Theatre legend Achim Freyer on learning from Brecht, the Berliner Ensemble’s conservatism and why he’d rather be painting.
He studied theatre with Bertolt Brecht himself; he’s directed operas and designed theatre sets on the world’s finest stages almost non-stop for over six decades; yes, that includes directing Wagner’s Ring Cycle at the Los Angeles Opera. At 83, Freyer has certainly earned his retirement. But more than 40 years after their first Kleist production together in Stuttgart, his old friend Claus Peymann called him up to collaborate on one final premiere at the Berliner Ensemble. Who could say no?
What’s the relationship between your paintings and theatre work?
There’s no relationship. It’s completely schizophrenic. When I am in the theatre, I miss painting. When I am painting, I feel very nervous and hate the theatre. Theater is a creative exchange of thoughts; with painting you must be alone, you have no help. But when you’re done, the painting has to be like a production: movement, time, space, content. It’s a still but wild process.
You’ve had such a long and varied theatre career. Is there a through-line?
For me, it’s language – and by that, I don’t mean text, but rather theatrical language. Visual language is how we understand and draw nearer to each other. Language can wake stones. In the theatre, each gesture, each way of speaking, each colour, each position in space, each light – each change is language: to say something by putting these elements together. Otherwise it’s just formalism, and it’s stupid and boring.
Do you think of yourself as a provocateur?
I’ve heard that word used about Claus Peymann. It’s not our intent to provoke: it’s boring. But we must remorselessly try to say how it is, how it’s going. I think lies, kitsch, unreason, provocation and chaos are elements every artist needs. But as an artistic director, you can’t have them. I think Peymann is in a bit of a bind: slowly, Peymann the artistic director is edging out Peymann the director.
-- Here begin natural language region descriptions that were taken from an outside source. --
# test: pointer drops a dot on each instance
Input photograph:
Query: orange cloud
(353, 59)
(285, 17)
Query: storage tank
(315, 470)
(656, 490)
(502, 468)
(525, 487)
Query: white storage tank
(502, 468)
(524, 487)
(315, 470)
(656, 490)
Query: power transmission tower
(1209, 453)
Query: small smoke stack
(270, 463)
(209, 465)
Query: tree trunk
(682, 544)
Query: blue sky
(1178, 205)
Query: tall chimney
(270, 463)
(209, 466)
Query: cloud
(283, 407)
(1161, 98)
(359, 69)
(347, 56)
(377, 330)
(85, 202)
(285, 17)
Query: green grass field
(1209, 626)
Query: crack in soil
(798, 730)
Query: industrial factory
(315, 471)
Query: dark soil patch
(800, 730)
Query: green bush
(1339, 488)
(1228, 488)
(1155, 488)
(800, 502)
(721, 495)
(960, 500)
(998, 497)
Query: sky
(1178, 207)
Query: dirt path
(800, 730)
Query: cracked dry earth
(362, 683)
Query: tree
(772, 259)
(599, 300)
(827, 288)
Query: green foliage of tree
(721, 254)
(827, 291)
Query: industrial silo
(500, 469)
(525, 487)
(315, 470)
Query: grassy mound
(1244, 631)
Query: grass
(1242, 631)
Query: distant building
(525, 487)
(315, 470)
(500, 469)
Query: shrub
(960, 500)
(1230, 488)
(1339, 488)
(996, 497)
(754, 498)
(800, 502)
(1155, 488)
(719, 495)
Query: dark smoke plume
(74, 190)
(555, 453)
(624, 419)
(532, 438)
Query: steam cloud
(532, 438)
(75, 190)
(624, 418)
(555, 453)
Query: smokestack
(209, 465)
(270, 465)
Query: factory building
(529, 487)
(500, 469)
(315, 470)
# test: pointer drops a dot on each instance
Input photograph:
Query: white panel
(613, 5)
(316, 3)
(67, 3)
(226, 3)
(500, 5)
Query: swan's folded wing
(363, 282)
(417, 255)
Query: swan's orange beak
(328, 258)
There’s all kinds of pressure – including from the audience, who love the text, who expect some peaceful classical theatre. They may have become a bit conservative. But I’ve seen some wonderful things here at the Berliner Ensemble. Robert Wilson’s Three-Penny Opera – I told him, “You’re truly continuing the work of Brecht.”
What was it like to be one of Brecht’s students?
This was in 1953, 54, 55. I listened like a little mouse. I remember when an actor made a mistake or something like that, one of the assistants said, “That’s wrong!” And Brecht looked, and said, “The wrong thing is the only thing that is right. Everything else is wrong.” Observations like this made a lasting impression, though I didn’t know it at the time. When I went to do The Good Person of Szechwan at the Volksbühne, long after Brecht had died, I gave a long speech to the actors about why the set and costumes were the way they were based on the script. My wife was studying stage design at the time, and she later read me some of Brecht’s theoretical texts – I had never read them – and they were exactly what I had said to the actors earlier that day. This is how deeply my work with him affected me, that I could quote sentences from his work without having read them. So you should be careful whom you follow, with whom you spend your time, because it all affects you. You draw a caricature once and you’re a caricaturist forever.